Peace through Music International
- Website: peacethroughmusicinternational.org

= Peace through Music International =

Peace through Music International, formerly known as the Shropshire Music Foundation, is a non-profit organization which aims to improve the lives of children in war-torn countries through participation in music. Their mission is to "redress psychosocial trauma, advance emotional health, develop scholastic achievement, foster ethnic tolerance, promote peace, and improve the quality of life for war-affected children and adolescents through the establishment of on-going music education and performance programs."

== History ==
Founded by Liz Shropshire, a music teacher in Los Angeles, U.S.A. in 1999, the Shropshire Foundation currently has programs around the world. Some of these programs include:
- In Kosovo, Peace Through Music has helped children recover from the trauma of the ethnic cleansing that Serbian forces undertook in 1998.
- In Northern Ireland, where segregation of Protestants and Catholics has torn apart communities.
- In Uganda, Peace Through Music has helped children who were victims of child soldiery.
- In Greece, Peace Through Music has taught music classes in refugee camps since Fall 2016.

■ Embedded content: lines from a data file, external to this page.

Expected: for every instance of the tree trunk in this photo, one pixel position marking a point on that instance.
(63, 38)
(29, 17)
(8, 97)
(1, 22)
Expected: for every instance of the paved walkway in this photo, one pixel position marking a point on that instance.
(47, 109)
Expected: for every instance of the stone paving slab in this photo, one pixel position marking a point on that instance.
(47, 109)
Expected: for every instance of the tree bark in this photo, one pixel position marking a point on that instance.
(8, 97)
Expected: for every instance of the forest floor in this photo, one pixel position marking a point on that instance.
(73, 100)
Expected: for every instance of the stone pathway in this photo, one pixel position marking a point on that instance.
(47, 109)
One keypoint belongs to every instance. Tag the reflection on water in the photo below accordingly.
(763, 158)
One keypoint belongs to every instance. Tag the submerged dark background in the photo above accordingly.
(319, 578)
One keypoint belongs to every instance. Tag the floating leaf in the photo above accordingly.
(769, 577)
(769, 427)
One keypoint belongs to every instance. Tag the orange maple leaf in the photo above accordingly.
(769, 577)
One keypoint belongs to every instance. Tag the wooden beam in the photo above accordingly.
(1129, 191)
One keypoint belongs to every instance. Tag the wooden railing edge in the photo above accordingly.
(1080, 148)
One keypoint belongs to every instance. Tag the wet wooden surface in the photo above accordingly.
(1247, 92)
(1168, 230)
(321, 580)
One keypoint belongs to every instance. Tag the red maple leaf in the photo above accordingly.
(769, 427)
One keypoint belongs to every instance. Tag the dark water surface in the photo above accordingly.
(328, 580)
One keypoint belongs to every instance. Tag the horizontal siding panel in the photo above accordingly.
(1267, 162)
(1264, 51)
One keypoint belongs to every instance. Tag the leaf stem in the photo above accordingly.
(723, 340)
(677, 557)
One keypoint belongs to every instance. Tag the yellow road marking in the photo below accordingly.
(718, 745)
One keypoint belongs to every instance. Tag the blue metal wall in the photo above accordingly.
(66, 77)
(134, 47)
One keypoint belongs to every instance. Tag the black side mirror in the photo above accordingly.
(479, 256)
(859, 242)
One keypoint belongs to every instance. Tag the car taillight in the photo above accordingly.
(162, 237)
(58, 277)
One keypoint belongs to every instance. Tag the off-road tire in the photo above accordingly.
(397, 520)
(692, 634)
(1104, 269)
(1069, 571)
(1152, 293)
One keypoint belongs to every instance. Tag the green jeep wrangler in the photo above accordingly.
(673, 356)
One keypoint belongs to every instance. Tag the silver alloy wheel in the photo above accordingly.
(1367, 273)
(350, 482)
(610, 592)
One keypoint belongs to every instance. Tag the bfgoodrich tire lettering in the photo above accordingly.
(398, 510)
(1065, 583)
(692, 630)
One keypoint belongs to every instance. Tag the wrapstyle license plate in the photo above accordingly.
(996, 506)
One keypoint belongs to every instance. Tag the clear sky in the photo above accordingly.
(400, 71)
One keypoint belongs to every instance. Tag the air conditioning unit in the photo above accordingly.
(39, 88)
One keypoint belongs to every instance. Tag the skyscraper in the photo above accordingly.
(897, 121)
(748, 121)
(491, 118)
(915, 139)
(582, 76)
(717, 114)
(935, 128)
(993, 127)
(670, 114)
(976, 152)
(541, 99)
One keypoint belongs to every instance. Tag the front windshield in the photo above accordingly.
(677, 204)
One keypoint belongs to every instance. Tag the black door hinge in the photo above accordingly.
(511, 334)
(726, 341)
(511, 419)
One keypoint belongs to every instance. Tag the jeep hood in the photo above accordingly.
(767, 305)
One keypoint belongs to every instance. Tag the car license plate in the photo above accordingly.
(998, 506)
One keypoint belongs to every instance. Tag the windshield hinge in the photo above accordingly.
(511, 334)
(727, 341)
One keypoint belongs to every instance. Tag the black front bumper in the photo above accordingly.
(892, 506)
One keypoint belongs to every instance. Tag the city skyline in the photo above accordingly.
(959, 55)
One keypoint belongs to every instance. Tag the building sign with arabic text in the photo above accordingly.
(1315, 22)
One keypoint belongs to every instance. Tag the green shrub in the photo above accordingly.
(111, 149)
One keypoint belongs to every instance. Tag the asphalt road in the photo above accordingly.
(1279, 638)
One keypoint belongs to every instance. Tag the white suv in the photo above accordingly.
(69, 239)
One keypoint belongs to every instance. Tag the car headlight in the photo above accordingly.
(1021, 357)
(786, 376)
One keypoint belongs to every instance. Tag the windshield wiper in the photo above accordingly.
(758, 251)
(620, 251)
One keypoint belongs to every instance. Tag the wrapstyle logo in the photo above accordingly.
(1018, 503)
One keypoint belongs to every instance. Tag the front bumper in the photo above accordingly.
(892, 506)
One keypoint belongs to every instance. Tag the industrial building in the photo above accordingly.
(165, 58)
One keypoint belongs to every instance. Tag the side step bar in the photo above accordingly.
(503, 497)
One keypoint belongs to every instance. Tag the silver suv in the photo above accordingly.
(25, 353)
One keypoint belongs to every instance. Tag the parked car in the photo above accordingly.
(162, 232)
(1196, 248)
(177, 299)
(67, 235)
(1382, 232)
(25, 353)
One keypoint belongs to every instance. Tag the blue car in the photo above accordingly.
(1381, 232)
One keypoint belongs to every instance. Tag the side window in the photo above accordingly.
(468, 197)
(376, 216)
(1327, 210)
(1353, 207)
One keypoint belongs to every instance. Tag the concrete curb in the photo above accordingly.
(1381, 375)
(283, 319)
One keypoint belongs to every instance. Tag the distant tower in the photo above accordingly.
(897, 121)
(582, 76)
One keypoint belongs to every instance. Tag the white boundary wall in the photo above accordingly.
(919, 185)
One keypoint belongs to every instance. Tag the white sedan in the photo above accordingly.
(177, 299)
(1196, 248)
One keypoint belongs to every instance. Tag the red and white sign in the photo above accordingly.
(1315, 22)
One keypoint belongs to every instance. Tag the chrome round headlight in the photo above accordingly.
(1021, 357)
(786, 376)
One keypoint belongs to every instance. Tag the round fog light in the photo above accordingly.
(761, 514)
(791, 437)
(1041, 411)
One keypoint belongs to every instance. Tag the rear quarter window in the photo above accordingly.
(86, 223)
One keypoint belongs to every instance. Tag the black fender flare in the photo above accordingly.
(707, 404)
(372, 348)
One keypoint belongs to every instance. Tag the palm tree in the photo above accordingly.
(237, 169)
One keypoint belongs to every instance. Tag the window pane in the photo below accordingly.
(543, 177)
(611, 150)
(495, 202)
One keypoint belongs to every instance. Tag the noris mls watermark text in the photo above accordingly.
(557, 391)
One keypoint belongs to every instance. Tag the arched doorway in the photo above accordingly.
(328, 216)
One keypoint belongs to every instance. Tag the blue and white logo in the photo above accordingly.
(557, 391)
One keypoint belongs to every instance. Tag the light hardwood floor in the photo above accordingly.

== Leadership and funding ==
Peace through Music International has an all-volunteer staff, and in many communities, the program is run by young adults who were so greatly influenced by Ms. Shropshire's foundation that they have committed to furthering the program. Groups have sprung up all over the world to benefit the Shropshire Music Foundation (which is run entirely off donations). Private contributors, music companies, and schools of music, such as the Eastman School of Music, are working to keep the foundation alive, as it has become financially threatened in recent years.